They’re back! After a quarter of a century the traditional red phone box is making a welcome comeback on town centre streets in South Yorkshire.
The historic boxes – originally designed by the same family of architects who drew the plans for Doncaster Minster in the 19th century – have replaced two more modern stainless steel kiosks back in the town, in High Street and Hall Gate.
Both streets are within the town centre conservation area and BT came under pressure from Doncaster Council to improve the streetscape.
But the boxes are not quite what they may appear from a distance.
Those who can recall the solid clunk of the cast iron red phone box door closing behind them and the strength needed to open it again might be a little disappointed.

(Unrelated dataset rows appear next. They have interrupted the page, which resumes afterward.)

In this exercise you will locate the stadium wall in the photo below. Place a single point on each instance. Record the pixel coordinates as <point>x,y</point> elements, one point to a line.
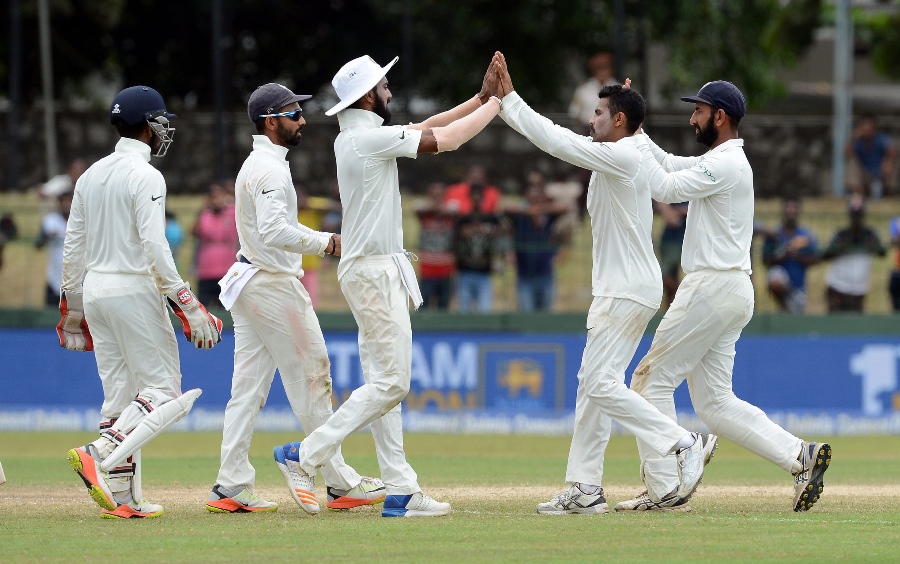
<point>514,373</point>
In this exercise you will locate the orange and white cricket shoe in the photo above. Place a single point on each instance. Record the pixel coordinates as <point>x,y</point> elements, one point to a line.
<point>237,500</point>
<point>95,479</point>
<point>370,491</point>
<point>142,510</point>
<point>301,484</point>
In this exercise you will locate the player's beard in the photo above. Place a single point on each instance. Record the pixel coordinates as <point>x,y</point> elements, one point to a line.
<point>381,110</point>
<point>286,136</point>
<point>708,134</point>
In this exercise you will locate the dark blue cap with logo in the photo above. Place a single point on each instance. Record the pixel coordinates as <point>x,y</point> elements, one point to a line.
<point>136,104</point>
<point>721,94</point>
<point>269,98</point>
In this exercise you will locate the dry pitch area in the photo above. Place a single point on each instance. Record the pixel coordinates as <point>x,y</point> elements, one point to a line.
<point>741,512</point>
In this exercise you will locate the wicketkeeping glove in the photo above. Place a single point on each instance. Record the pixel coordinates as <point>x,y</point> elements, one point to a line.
<point>72,327</point>
<point>200,327</point>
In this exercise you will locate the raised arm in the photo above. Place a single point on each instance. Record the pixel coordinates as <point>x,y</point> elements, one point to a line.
<point>74,246</point>
<point>556,140</point>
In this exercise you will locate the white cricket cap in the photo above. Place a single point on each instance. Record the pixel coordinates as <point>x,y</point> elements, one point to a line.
<point>355,79</point>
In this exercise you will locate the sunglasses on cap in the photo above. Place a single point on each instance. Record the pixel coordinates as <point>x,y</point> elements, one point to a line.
<point>293,114</point>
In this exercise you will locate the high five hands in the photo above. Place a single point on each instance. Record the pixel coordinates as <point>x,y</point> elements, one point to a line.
<point>497,81</point>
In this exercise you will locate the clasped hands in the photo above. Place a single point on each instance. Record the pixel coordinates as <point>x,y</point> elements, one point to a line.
<point>497,81</point>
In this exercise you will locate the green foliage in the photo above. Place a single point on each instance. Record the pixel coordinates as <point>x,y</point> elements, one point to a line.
<point>444,46</point>
<point>743,42</point>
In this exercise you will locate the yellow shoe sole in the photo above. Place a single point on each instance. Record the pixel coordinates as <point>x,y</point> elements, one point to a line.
<point>95,491</point>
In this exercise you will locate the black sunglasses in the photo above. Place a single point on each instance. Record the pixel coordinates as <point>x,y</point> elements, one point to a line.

Despite their retro look, the reconditioned boxes have been adapted for the needs of modern trends.
Instead of the black telephone and battered directories being on a shelf inside, the metallic phone is attached to one of the four external sides and another is taken up by an ATM cash dispenser, so the interior of the box accommodates the machine’s electronic equipment.
But the return of the iconic street furniture has been welcomed by passers-by questioned by The Star.

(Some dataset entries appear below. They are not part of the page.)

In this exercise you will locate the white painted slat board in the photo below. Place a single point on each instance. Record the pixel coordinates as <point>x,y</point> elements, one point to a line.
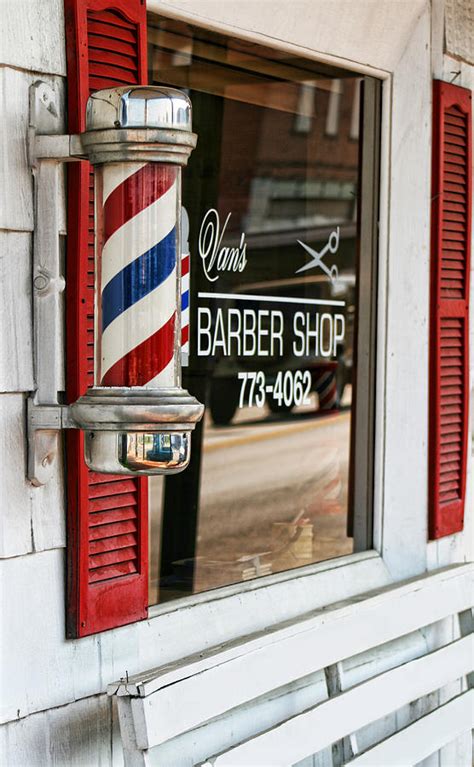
<point>174,699</point>
<point>424,737</point>
<point>73,669</point>
<point>337,717</point>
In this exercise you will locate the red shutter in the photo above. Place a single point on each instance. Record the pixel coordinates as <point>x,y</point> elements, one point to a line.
<point>107,514</point>
<point>449,347</point>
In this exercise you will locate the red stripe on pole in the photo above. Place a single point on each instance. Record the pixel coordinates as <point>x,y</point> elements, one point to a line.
<point>144,362</point>
<point>137,192</point>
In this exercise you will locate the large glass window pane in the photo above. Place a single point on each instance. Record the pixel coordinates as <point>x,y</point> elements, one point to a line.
<point>272,215</point>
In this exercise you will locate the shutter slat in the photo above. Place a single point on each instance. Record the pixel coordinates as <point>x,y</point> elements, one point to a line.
<point>112,515</point>
<point>112,530</point>
<point>115,543</point>
<point>113,557</point>
<point>100,574</point>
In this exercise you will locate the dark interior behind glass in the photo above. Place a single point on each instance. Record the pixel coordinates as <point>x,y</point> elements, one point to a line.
<point>272,193</point>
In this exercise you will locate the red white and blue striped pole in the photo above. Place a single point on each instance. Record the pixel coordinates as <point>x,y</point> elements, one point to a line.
<point>138,265</point>
<point>185,287</point>
<point>137,419</point>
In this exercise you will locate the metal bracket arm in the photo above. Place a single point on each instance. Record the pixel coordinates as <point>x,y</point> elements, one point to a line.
<point>45,423</point>
<point>62,148</point>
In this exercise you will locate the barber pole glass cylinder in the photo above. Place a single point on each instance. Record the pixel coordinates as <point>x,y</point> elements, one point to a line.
<point>137,271</point>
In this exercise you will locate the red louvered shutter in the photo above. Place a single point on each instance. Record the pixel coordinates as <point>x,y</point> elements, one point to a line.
<point>450,270</point>
<point>107,514</point>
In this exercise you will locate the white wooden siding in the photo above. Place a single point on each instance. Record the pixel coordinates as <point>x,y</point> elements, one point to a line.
<point>31,519</point>
<point>52,676</point>
<point>72,669</point>
<point>33,35</point>
<point>16,350</point>
<point>162,703</point>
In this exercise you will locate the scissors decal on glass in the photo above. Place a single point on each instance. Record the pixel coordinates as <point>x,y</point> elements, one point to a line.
<point>332,245</point>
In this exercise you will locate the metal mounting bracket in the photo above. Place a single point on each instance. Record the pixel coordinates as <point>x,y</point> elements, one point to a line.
<point>48,147</point>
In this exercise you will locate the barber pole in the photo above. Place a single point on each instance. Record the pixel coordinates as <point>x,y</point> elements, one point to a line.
<point>137,211</point>
<point>137,418</point>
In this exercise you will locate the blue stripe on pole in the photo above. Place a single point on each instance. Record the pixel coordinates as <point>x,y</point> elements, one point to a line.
<point>139,278</point>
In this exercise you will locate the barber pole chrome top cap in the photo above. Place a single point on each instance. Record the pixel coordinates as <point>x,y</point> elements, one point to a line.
<point>145,123</point>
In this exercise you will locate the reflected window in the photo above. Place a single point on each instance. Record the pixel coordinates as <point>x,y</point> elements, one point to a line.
<point>280,302</point>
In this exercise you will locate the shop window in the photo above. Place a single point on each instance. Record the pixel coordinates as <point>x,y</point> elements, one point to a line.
<point>281,200</point>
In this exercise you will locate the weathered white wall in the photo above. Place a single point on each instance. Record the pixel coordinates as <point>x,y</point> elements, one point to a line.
<point>53,707</point>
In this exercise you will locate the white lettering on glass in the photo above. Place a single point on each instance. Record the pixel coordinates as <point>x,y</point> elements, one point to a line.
<point>214,257</point>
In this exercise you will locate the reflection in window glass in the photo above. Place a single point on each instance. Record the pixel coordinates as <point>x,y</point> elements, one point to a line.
<point>270,195</point>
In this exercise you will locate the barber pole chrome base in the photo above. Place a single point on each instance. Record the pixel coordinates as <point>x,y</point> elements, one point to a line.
<point>128,431</point>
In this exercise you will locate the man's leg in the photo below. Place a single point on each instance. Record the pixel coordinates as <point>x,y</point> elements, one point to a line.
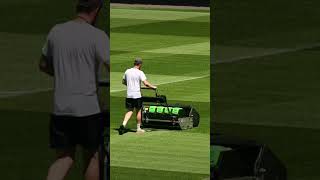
<point>127,118</point>
<point>92,170</point>
<point>60,168</point>
<point>138,107</point>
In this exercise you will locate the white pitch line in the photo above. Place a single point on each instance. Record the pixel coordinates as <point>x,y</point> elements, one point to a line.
<point>168,82</point>
<point>271,53</point>
<point>4,94</point>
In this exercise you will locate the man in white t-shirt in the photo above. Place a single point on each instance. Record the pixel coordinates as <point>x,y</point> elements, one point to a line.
<point>132,78</point>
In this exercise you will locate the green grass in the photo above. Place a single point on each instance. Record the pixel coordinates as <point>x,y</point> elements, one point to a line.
<point>174,45</point>
<point>24,143</point>
<point>272,99</point>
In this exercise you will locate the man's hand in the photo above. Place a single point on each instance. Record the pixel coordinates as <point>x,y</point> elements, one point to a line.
<point>146,83</point>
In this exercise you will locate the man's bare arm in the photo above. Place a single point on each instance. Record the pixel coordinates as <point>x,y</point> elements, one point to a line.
<point>149,85</point>
<point>45,66</point>
<point>124,82</point>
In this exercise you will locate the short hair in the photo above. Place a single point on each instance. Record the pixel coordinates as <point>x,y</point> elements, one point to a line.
<point>87,6</point>
<point>137,61</point>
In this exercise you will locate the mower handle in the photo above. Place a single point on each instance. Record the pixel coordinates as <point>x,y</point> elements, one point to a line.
<point>104,83</point>
<point>156,89</point>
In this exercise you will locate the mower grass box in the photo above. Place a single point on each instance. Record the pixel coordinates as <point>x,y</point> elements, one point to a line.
<point>156,113</point>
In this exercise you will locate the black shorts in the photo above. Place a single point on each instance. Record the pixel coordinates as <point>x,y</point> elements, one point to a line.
<point>69,131</point>
<point>132,104</point>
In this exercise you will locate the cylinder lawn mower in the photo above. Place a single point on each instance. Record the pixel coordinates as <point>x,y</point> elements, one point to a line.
<point>157,113</point>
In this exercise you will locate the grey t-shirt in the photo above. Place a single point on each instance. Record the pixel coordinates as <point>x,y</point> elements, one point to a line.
<point>77,50</point>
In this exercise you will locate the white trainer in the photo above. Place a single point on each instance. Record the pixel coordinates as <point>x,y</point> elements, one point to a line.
<point>140,131</point>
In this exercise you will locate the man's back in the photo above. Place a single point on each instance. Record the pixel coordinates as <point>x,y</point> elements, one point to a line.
<point>133,77</point>
<point>77,50</point>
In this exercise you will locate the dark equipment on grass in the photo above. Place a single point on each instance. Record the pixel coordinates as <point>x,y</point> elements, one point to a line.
<point>157,113</point>
<point>234,159</point>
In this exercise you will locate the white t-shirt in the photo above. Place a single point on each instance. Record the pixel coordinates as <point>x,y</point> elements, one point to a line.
<point>133,77</point>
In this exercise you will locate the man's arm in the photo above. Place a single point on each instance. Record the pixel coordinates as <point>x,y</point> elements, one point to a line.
<point>45,65</point>
<point>124,82</point>
<point>149,85</point>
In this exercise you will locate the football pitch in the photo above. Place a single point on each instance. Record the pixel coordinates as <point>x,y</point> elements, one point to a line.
<point>25,92</point>
<point>265,78</point>
<point>175,47</point>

Michael Griffiths, from Thorne, said he was old enough to remember when they were commonplace.
“I’ve always thought they looked better than the newer ones so I’m pleased to see them again. They’re much more attractive.
“At first I thought they were just phone boxes but when I got closer I realised they’d been altered. I just hope they don’t get vandalised.”

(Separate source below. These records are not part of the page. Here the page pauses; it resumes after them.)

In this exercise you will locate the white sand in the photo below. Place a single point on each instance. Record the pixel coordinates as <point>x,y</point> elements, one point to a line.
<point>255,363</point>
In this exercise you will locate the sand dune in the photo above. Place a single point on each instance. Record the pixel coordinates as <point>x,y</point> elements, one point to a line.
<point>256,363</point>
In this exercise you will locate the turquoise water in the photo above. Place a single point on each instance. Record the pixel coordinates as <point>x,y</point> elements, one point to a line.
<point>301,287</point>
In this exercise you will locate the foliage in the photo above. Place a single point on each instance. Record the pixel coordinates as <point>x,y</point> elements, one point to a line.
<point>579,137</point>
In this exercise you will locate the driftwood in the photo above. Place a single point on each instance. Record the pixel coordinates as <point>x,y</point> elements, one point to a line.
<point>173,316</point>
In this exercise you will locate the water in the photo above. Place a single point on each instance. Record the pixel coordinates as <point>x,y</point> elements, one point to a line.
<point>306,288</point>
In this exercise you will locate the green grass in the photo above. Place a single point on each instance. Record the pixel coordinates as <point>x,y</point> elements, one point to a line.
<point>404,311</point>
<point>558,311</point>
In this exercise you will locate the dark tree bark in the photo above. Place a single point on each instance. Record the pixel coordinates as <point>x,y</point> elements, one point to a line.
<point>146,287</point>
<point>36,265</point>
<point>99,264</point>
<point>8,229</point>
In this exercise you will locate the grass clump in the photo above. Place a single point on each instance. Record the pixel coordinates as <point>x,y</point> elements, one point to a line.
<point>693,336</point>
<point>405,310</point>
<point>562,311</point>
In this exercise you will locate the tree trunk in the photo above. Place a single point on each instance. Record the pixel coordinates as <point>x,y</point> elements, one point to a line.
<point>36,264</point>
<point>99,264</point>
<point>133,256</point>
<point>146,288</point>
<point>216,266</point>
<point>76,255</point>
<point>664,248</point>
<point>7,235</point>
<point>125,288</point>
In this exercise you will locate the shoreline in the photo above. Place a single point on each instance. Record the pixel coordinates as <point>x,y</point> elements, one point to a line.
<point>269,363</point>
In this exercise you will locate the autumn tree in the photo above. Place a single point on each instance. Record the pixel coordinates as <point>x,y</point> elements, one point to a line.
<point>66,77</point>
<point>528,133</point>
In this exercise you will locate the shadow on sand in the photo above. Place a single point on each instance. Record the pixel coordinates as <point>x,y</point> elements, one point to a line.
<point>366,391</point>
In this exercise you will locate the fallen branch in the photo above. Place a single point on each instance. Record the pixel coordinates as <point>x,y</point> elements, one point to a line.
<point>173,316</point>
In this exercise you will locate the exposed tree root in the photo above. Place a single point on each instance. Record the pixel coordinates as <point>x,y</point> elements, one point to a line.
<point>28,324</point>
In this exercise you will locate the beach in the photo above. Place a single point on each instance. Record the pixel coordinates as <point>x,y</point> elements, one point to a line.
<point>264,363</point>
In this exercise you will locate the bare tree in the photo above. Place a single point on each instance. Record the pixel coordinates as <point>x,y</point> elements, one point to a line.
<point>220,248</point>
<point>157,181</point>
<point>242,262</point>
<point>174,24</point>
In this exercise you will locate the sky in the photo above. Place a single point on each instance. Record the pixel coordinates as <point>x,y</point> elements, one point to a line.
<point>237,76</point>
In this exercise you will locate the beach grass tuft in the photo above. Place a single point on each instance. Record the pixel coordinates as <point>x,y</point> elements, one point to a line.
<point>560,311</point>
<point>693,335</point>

Workman Paul Jenkins, aged 27, from Pontefract, was equally surprised to see them.
“I sometime see these in old villages in the countryside but I can’t recall seeing one in a town for a long time. I like them because they’re very British.”
The first red public telephone kiosk, designated K2, was designed by Sir Giles Gilbert Scott in the 1920s and is still a familiar sight in places like Malta, Bermuda and Gibraltar. The colour red was chosen to make them easy to spot.
The later K6 design dates from 1935 and by 1980 there were 73,000 across the country before the stainless steel ones began to take their place. Many of the redundant ones were sold off as garden features or in some cases shower cubicles.
The village of Letwell, near Rotherham, has kept theirs as a mini-library.
A spokesman for BT said the two in Doncaster were reconditioned originals.
“We originally installed the more modern type but because they are within a conservation area we were requested by the local authority to replace them with a more traditional style. When this was pointed out we installed what is now in situ.”